The contemporary state of Yemen was formed when the Yemen Arab Republic (North Yemen) merged with the People’s Democratic Republic of Yemen (South Yemen) in May 1990. The country did not unify successfully, however, and Yemen’s recent history is marked by political, tribal and religious conflict. In the Yemen Uprising of 2011-12, thousands of pro-democracy protesters flocked to the streets to demand the resignation of President Saleh. In November 2011, President Saleh agreed to hand over power to his deputy, Abdrabbuh Mansour Hadi, but this move did not dissipate the violence. In September 2014, the rebel Houthis, said to be backed by Iran, seized control of Yemen’s capital – Sanaa. The following month, President Hadi and his government fled to southern Yemen, leaving Houthi forces in control of the North. In March 2015, in support of President Hadi’s government, Saudi Arabia and other Gulf countries declared opposition to the Houthi insurgents and started a bombing campaign while the U.S. provided logistical and intelligence support.
This latest front of a proxy war between Sunni Saudi Arabia and Shiite Iran, has manifested itself into the world’s “worst humanitarian crisis of all time”. Indiscriminate assaults on civilians by both sides and blockades have exacerbated the disaster, preempted multiple cholera outbreaks and have driven the population to the brink of famine. In addition, Yemen’s political volatility has enabled the growth of a virulent al-Qaeda affiliate that poses another roadblock towards peace. Often called the “forgotten war,”  receiving minimal Western media coverage relative to Syria, the situation in Yemen is now catastrophic.

Primary Terrorist Presence in Yemen:

  • Al-Qaeda in the Arabian Peninsula- This regional offshoot began in January 2009 and has since become “the most active operational franchise” of al-Qaeda beyond Pakistan and Afghanistan. Analysts rate the Yemen-based group as the most lethal al-Qaeda affiliate, not only maintaining domestic insurgency but also waging assaults on Western targets.  Their prominence has reduced in recent years after AQAP’s leader Nasser al-Wuhayshi (and al-Qaeda’s overall second-in-command) was killed in a US drone strike in June 2015, but the group remains active in portions of at least seven provinces  The Washington Post).

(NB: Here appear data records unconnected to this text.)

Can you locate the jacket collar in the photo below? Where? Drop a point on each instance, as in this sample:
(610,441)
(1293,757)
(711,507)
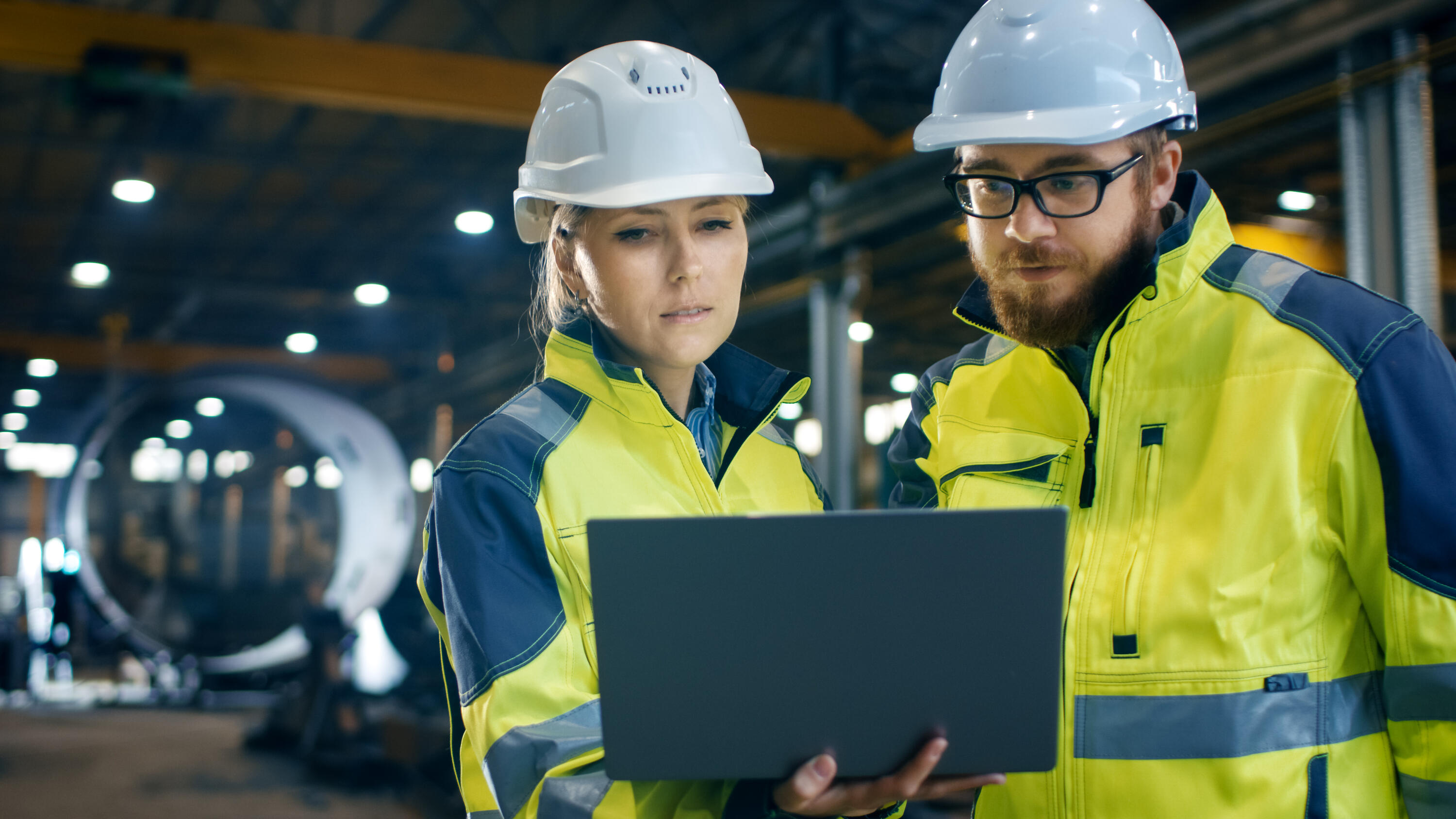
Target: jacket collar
(747,389)
(1202,212)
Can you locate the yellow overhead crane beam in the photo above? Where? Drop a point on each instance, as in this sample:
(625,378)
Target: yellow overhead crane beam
(381,78)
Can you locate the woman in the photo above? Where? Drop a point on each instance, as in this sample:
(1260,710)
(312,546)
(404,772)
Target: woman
(635,180)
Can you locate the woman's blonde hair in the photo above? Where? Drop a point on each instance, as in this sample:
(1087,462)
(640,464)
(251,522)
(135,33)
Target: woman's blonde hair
(554,303)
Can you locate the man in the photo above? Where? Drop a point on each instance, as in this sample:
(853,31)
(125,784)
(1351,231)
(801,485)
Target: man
(1260,460)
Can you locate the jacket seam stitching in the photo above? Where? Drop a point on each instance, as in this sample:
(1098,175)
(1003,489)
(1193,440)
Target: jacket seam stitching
(498,671)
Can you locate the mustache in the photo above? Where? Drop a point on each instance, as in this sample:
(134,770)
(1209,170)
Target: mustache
(1037,257)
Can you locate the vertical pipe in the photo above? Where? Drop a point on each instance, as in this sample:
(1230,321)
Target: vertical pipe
(445,432)
(1416,180)
(841,437)
(281,534)
(1385,241)
(232,524)
(1355,168)
(822,389)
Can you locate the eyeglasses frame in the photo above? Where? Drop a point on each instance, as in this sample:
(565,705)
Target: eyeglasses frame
(1030,187)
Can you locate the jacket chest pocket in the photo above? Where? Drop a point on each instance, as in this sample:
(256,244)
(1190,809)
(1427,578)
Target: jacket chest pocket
(1127,595)
(574,562)
(1005,469)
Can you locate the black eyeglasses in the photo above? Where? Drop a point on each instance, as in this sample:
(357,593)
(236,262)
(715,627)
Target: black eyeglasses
(1059,196)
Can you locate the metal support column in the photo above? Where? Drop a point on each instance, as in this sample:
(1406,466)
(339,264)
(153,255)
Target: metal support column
(1416,184)
(1387,136)
(1355,166)
(835,367)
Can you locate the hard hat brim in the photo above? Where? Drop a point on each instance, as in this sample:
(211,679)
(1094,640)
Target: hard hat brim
(1063,126)
(533,219)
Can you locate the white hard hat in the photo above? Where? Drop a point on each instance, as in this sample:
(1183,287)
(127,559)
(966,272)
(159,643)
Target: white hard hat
(631,124)
(1071,72)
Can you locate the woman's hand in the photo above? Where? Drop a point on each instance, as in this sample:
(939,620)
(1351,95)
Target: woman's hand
(813,790)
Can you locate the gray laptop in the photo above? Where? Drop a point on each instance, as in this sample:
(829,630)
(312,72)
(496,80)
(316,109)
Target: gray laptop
(739,648)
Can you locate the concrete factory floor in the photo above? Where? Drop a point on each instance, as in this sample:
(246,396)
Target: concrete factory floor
(123,764)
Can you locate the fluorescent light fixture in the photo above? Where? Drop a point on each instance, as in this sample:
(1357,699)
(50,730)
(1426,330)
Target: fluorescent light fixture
(302,343)
(809,437)
(89,274)
(46,460)
(54,553)
(372,295)
(1296,201)
(475,222)
(296,476)
(197,466)
(327,473)
(880,424)
(156,464)
(421,475)
(133,191)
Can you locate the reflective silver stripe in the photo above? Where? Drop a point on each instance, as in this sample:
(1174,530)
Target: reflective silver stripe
(576,796)
(1427,799)
(1270,276)
(519,761)
(1215,726)
(1422,691)
(545,416)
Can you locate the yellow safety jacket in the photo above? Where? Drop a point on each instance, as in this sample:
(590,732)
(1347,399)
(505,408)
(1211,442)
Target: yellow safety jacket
(507,582)
(1261,550)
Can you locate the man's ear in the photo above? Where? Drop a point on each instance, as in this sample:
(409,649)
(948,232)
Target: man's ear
(1165,175)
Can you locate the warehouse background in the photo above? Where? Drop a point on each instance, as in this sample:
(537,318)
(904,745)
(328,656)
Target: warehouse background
(318,193)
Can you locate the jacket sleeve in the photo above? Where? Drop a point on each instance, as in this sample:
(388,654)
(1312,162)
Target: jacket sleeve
(528,686)
(1394,502)
(912,450)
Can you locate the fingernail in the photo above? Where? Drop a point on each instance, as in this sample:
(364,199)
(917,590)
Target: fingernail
(823,767)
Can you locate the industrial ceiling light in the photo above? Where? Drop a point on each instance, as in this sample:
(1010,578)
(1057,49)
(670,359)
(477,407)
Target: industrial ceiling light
(475,222)
(133,191)
(1296,201)
(302,343)
(903,382)
(372,295)
(89,274)
(40,367)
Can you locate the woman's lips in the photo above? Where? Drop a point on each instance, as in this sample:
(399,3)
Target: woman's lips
(688,316)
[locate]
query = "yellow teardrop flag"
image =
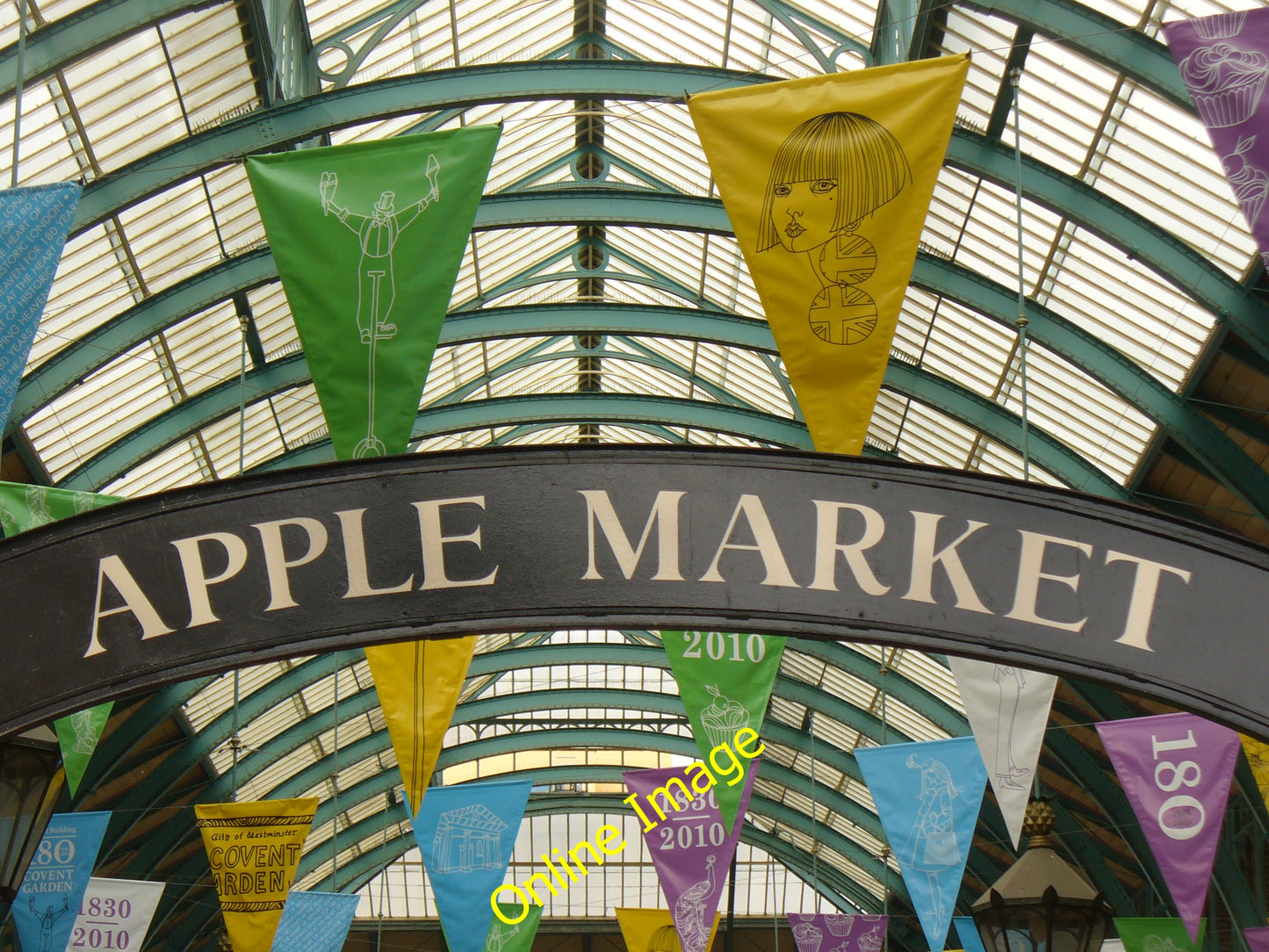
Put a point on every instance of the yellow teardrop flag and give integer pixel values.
(419, 684)
(826, 182)
(254, 849)
(653, 931)
(1258, 760)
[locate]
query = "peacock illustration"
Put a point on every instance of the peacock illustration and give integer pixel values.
(689, 912)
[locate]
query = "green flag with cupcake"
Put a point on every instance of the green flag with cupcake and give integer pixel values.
(725, 681)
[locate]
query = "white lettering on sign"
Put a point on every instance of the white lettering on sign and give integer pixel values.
(1180, 817)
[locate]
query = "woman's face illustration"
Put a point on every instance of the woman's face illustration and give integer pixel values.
(804, 213)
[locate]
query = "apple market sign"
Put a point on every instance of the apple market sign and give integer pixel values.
(205, 579)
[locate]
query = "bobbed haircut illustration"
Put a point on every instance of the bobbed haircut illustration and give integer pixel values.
(861, 154)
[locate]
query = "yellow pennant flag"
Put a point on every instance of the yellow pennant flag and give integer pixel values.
(254, 849)
(653, 931)
(419, 684)
(826, 182)
(1258, 760)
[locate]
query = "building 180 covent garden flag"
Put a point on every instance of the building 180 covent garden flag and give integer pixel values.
(368, 239)
(826, 182)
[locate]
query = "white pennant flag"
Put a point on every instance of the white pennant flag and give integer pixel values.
(1008, 710)
(114, 914)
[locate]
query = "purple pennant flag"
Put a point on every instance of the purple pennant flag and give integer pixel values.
(689, 843)
(1177, 771)
(1225, 61)
(832, 932)
(1258, 938)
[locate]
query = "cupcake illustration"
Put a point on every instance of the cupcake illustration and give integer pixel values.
(870, 941)
(839, 926)
(807, 937)
(1225, 83)
(1222, 25)
(722, 718)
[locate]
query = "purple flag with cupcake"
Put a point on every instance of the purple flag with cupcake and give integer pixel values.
(833, 932)
(1225, 61)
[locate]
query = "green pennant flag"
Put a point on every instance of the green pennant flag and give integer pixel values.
(725, 681)
(23, 507)
(368, 239)
(1157, 935)
(513, 928)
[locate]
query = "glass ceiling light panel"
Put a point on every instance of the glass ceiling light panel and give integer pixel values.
(987, 40)
(1160, 162)
(1065, 100)
(1131, 308)
(47, 153)
(213, 63)
(170, 236)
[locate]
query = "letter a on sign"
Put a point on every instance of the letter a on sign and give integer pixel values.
(1175, 771)
(826, 182)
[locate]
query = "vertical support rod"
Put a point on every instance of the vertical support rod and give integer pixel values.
(334, 791)
(815, 833)
(884, 849)
(242, 327)
(235, 743)
(729, 943)
(1015, 76)
(18, 83)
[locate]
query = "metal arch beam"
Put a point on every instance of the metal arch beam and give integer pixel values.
(1100, 37)
(1188, 425)
(292, 371)
(640, 356)
(1124, 377)
(919, 385)
(1137, 236)
(114, 748)
(84, 32)
(641, 80)
(159, 783)
(1191, 428)
(407, 96)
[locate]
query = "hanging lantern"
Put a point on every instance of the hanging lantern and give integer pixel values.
(1042, 903)
(31, 778)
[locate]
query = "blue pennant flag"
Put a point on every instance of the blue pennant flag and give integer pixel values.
(47, 903)
(315, 922)
(466, 835)
(928, 798)
(33, 225)
(969, 934)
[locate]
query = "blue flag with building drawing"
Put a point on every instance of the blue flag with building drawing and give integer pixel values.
(315, 922)
(928, 798)
(48, 900)
(466, 834)
(34, 221)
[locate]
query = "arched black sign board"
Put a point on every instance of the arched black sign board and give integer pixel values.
(201, 581)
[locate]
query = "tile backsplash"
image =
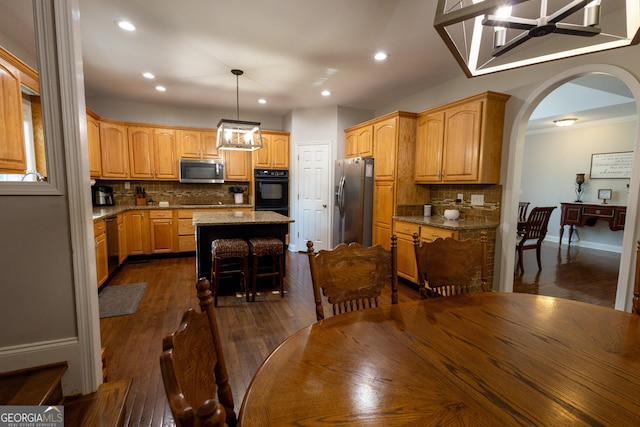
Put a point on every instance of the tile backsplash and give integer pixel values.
(176, 193)
(443, 196)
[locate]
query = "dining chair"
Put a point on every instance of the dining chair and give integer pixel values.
(522, 215)
(193, 368)
(534, 232)
(449, 266)
(352, 276)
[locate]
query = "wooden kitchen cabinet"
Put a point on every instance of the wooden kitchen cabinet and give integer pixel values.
(237, 165)
(93, 143)
(461, 142)
(100, 240)
(114, 150)
(359, 142)
(152, 153)
(162, 231)
(197, 144)
(406, 262)
(12, 150)
(136, 225)
(275, 151)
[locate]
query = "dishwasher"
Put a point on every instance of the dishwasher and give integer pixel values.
(112, 243)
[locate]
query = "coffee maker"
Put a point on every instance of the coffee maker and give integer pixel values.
(102, 195)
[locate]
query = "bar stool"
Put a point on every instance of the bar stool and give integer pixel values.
(229, 256)
(267, 247)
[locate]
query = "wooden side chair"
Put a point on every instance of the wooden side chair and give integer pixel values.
(533, 233)
(352, 276)
(450, 267)
(194, 370)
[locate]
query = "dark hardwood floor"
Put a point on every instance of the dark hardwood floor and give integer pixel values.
(251, 331)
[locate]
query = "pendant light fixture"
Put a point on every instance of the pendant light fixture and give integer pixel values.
(487, 36)
(238, 134)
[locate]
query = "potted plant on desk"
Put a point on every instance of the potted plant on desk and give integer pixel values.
(238, 194)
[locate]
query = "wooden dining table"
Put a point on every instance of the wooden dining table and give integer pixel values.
(477, 359)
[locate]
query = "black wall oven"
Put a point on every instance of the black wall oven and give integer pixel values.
(272, 190)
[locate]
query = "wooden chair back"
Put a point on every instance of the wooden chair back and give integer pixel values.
(636, 285)
(352, 276)
(450, 267)
(194, 370)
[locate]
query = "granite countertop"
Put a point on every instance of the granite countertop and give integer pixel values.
(441, 222)
(234, 218)
(107, 211)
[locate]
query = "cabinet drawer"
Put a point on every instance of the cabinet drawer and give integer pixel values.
(605, 212)
(407, 228)
(161, 214)
(186, 227)
(431, 233)
(98, 228)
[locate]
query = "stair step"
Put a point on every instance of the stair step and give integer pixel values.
(104, 408)
(39, 385)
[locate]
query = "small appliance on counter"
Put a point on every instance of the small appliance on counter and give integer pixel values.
(102, 195)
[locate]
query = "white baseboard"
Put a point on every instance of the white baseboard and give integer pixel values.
(44, 353)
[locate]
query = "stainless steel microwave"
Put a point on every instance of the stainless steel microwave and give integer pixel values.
(202, 171)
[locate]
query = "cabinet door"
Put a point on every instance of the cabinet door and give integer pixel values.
(13, 157)
(209, 145)
(165, 154)
(93, 143)
(429, 140)
(237, 165)
(102, 267)
(462, 142)
(365, 142)
(383, 203)
(189, 144)
(113, 150)
(136, 225)
(161, 231)
(385, 144)
(141, 158)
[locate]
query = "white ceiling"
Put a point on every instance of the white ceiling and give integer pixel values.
(289, 50)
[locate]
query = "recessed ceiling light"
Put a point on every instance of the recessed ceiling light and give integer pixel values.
(380, 56)
(565, 122)
(126, 25)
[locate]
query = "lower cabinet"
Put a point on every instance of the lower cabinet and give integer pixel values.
(100, 239)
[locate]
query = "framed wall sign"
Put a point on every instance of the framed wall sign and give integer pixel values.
(611, 165)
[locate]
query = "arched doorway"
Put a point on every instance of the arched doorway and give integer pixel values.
(515, 166)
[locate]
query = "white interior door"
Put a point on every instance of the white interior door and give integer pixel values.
(313, 196)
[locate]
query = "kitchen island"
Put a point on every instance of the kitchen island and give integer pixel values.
(241, 225)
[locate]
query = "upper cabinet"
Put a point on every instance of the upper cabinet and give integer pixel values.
(461, 142)
(359, 142)
(12, 151)
(196, 144)
(93, 142)
(275, 151)
(114, 149)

  • Islamic State in Yemen-  In March 2015, the Islamic State declared its first major attack in Yemen, after two suicide bombers killed 137 people at Shia mosques in Sanaa. The Islamic State operates training camps in some areas of the south and takes credit for attacks on Houthi-linked targets, though it has yet to carve out any areas of territorial control (ECFR). A spokesman for the Pentagon’s Central Command stated that while AQAP’s footprint is diminishing, the goal now is to prevent the Islamic State from “filling the vacuum,”(The Washington Post).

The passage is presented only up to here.